Dependence on Pseudo-labels: Incorrect video-level pseudo-labels corrupt the lookup table. The lack of a correction mechanism is a risk.
Single Action Class Assumption: Assumes one pseudo-label per video, which may fail for multi-action complex videos.

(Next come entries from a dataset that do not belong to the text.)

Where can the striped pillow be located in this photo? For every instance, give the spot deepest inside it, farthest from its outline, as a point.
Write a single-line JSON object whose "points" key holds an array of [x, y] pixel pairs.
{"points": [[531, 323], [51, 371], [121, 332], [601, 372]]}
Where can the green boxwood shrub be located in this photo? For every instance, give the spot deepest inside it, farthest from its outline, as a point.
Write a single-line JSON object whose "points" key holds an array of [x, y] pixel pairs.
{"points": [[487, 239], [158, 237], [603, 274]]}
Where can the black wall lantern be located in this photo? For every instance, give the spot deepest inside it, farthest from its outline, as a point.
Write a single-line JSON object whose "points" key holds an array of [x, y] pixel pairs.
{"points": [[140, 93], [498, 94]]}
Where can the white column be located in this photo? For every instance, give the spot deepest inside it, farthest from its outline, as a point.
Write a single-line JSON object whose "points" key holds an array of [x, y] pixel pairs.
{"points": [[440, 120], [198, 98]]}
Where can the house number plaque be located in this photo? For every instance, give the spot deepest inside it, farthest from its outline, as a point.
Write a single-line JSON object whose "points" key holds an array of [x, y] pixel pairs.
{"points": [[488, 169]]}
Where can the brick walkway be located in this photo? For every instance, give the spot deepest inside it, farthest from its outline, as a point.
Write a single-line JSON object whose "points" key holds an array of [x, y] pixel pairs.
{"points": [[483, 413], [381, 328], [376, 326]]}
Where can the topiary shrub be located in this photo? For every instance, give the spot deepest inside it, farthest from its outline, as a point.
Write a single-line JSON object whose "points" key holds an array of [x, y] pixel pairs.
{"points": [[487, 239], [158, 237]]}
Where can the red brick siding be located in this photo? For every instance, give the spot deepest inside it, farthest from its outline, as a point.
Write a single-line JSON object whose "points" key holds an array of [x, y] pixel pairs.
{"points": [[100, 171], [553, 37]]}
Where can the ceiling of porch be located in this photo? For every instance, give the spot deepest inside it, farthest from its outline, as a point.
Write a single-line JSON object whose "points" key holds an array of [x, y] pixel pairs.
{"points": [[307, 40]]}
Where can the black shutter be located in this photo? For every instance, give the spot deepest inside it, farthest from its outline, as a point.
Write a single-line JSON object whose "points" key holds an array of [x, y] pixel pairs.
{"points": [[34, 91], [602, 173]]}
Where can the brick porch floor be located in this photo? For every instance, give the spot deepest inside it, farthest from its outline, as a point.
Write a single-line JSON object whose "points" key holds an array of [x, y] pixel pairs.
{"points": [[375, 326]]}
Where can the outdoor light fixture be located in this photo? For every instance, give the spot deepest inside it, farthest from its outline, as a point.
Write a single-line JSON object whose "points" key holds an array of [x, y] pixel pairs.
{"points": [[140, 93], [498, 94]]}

vs T3AL: T3AL was the first training-free ZS-TAL using TTA on projection layers, but it resets per video. Ours adds "memory" via lookup tables and outperforms T3AL's full version even with \(T=0\).
vs Training-based ZS-TAL (EffPrompt / STALE): These show high in-domain scores (23~25) but crash in OOD (0.3~4.6). Ours shows superior robustness, highlighting the value of training-free paradigms for true generalization.
vs VLM Test-Time Adaptation (Tent / DMN): While image TTA focuses on entropy minimization or class embedding updates, Ours specializes the memory+residual concept for the streaming video scenarios of TAL.

Rating¶

Novelty: ⭐⭐⭐⭐ Reformulating TF ZS-TAL as memory-augmented retrieval is a clear incremental innovation.
Experimental Thoroughness: ⭐⭐⭐⭐ Solid results over multiple runs, including DETAD and Oracle analyses.
Writing Quality: ⭐⭐⭐⭐ Clear motivation and execution; "Memory" theme is consistent.
Value: ⭐⭐⭐⭐ Provides a simple, effective, and reusable memory paradigm for training-free methods.